Four of the men were arrested in or brought to Afghanistan between late 2001 and early 2003 and were later sent to Guantanamo. They were held for an average of three years before being released without charge.
The other seven were detained in Iraq, most in the notorious Abu Ghraib prison, in 2003 and released without charge later that year or in 2004.
"As a physician with more than 15 years of experience evaluating and caring for torture victims from all over the world, the torture and abuse these men were subjected to in Abu Ghraib and the resulting trauma are second to none," said Allen Keller, one of the medical evaluators for the study.
Keller said he and his colleagues found "clear physical and psychological evidence" of torture and abuse, often causing lasting suffering.
Leonard Rubenstein, president of the advocacy group, said the men, particularly those held in Iraq, described a system of "gratuitous cruelty" by U.S. personnel.
"Another key finding is that the authorized techniques, many of which themselves amount to torture, begat yet additional forms of torture, proving once again that once torture starts it can't be contained," Rubenstein said.

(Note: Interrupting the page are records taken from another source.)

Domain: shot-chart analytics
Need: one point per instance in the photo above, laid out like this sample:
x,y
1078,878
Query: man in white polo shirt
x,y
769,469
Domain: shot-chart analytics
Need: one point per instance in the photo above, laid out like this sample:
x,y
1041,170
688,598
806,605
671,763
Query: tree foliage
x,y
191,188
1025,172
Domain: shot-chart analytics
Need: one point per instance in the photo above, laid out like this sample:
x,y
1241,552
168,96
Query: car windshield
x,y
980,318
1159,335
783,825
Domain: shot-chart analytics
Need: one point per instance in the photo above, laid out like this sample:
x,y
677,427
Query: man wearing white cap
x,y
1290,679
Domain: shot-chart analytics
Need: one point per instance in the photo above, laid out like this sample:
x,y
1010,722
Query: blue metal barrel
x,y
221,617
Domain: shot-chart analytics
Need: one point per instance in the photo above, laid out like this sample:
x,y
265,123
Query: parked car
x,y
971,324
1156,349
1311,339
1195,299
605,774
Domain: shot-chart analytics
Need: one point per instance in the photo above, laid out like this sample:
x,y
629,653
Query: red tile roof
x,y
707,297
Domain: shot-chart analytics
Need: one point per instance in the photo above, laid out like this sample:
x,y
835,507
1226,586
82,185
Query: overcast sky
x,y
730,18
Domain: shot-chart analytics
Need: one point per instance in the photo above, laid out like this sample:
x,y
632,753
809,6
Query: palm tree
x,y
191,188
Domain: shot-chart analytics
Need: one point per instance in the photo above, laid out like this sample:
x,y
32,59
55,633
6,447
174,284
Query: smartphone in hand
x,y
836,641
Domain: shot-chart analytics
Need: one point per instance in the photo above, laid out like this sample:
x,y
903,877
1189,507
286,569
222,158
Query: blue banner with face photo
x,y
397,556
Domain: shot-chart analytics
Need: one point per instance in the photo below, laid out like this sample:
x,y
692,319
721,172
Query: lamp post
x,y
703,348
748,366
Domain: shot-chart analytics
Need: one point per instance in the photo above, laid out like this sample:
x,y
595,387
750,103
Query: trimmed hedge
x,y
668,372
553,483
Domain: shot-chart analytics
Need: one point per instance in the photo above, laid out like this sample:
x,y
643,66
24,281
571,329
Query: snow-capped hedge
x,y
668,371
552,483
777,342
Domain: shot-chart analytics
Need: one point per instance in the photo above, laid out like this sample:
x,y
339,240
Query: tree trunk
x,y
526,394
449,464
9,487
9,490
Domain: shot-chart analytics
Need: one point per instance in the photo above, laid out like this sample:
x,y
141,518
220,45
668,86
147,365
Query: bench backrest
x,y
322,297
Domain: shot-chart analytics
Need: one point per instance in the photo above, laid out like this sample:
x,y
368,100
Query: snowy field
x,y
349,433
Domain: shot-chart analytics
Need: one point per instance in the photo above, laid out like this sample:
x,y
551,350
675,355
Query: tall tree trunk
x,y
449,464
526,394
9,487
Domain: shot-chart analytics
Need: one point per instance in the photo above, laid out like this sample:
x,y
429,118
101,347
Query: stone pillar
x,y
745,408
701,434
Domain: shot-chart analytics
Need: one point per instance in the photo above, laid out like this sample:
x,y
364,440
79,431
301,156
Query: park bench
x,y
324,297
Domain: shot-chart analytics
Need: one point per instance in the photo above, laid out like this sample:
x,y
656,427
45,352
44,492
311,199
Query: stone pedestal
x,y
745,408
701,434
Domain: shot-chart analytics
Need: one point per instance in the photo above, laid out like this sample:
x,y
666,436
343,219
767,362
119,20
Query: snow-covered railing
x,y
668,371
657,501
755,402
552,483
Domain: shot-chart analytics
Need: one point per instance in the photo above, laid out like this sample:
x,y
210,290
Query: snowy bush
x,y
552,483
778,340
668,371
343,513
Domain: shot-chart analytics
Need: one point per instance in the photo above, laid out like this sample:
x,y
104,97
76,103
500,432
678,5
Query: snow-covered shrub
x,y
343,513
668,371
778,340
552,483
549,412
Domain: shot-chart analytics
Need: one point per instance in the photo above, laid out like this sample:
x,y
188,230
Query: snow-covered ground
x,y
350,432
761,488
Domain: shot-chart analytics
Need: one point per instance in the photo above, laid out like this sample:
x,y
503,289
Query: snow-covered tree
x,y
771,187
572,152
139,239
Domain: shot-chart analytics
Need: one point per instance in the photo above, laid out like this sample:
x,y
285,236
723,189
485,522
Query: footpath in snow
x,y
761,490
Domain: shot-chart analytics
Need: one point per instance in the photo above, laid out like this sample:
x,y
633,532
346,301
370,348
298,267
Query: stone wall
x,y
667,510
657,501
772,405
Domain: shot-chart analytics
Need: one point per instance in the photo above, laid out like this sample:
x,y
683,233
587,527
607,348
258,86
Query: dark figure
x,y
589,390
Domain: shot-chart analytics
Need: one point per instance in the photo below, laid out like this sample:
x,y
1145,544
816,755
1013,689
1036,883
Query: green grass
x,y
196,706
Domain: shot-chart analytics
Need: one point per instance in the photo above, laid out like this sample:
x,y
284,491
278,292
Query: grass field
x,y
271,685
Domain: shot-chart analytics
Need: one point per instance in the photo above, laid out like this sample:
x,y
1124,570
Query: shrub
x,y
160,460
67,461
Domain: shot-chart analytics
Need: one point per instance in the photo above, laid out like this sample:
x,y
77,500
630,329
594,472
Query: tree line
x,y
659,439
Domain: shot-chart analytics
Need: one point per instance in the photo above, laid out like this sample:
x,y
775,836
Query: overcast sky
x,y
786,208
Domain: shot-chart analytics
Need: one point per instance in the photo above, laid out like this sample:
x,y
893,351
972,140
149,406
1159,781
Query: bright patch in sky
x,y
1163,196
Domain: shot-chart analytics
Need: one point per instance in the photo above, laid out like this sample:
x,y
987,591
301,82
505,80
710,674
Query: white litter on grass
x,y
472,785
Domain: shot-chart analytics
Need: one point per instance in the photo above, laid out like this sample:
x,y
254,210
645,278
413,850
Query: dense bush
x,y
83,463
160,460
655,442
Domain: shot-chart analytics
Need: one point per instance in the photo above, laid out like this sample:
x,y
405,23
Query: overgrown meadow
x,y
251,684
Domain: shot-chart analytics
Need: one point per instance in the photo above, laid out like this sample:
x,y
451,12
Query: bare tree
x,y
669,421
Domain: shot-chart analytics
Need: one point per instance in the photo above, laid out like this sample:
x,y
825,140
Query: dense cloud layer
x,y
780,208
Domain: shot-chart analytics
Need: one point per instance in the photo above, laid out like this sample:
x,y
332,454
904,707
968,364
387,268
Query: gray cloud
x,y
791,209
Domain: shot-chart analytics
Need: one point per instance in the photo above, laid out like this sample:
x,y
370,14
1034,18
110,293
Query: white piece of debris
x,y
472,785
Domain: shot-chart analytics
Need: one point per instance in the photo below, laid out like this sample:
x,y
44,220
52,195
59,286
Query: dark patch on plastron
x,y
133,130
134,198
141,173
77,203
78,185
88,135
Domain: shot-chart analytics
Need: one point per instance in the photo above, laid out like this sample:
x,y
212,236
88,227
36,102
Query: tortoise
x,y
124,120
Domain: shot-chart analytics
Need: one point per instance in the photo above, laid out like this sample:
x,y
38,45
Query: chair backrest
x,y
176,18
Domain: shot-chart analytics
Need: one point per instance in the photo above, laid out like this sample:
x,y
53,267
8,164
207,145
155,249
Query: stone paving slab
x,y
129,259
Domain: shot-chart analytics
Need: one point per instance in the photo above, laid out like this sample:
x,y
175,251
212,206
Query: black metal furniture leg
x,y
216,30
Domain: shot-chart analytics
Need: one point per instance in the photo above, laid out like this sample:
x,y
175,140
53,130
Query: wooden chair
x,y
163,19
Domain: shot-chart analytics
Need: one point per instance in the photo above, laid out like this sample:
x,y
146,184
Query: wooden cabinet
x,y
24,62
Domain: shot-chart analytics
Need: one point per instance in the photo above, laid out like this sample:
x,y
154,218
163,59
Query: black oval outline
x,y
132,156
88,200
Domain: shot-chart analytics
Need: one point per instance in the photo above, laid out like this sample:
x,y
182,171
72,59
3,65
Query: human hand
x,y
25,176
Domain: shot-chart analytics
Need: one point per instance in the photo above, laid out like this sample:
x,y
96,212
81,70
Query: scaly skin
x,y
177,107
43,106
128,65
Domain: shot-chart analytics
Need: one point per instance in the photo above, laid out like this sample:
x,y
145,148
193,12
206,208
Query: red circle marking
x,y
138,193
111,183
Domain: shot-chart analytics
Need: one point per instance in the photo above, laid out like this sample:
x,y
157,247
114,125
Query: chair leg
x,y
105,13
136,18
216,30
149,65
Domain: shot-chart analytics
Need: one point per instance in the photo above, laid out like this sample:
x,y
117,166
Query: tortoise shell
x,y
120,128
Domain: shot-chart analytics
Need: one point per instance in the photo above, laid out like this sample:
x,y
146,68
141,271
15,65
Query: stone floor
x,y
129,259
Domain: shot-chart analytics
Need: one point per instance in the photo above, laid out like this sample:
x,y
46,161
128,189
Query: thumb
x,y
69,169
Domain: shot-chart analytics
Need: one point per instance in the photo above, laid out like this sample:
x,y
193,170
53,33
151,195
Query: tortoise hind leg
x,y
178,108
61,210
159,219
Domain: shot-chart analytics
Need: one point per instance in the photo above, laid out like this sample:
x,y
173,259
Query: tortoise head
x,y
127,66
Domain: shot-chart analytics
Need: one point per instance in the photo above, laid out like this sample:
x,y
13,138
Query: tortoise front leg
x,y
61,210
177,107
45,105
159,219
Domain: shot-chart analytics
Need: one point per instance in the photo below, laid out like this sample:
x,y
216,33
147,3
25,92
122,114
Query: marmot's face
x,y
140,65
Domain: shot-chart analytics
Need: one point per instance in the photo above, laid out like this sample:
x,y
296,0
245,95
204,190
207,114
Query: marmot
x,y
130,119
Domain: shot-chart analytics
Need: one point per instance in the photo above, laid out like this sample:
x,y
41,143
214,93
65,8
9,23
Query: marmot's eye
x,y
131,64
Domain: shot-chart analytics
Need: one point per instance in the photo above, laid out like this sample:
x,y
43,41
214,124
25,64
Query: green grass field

UPDATE X2: Kristof Calls Taguba 'A Study in Honor'
Nicholas Kristof just posted this on The New York Times blog:
The defense lawyers for the Guantanamo inmates have done superb work, courageously bucking the political tide. The courts haven’t done so badly either. But some of the people I’m most impressed by are the military lawyers and other officers who saw what was happening and were so repulsed that they blew the whistle loudly — offending the Pentagon and sometimes shortening their careers. They went against their cohort, their bosses and to some extent their culture, for the sake of terror suspects of different nationalities and different religion, simply because they thought what was happening was illegal or inhumane.
Physicians for Human Rights, a terrific organization, has a devastating new report just out about Guantanamo. But above all, read the introduction by Major General Taguba; he’s a study in honor.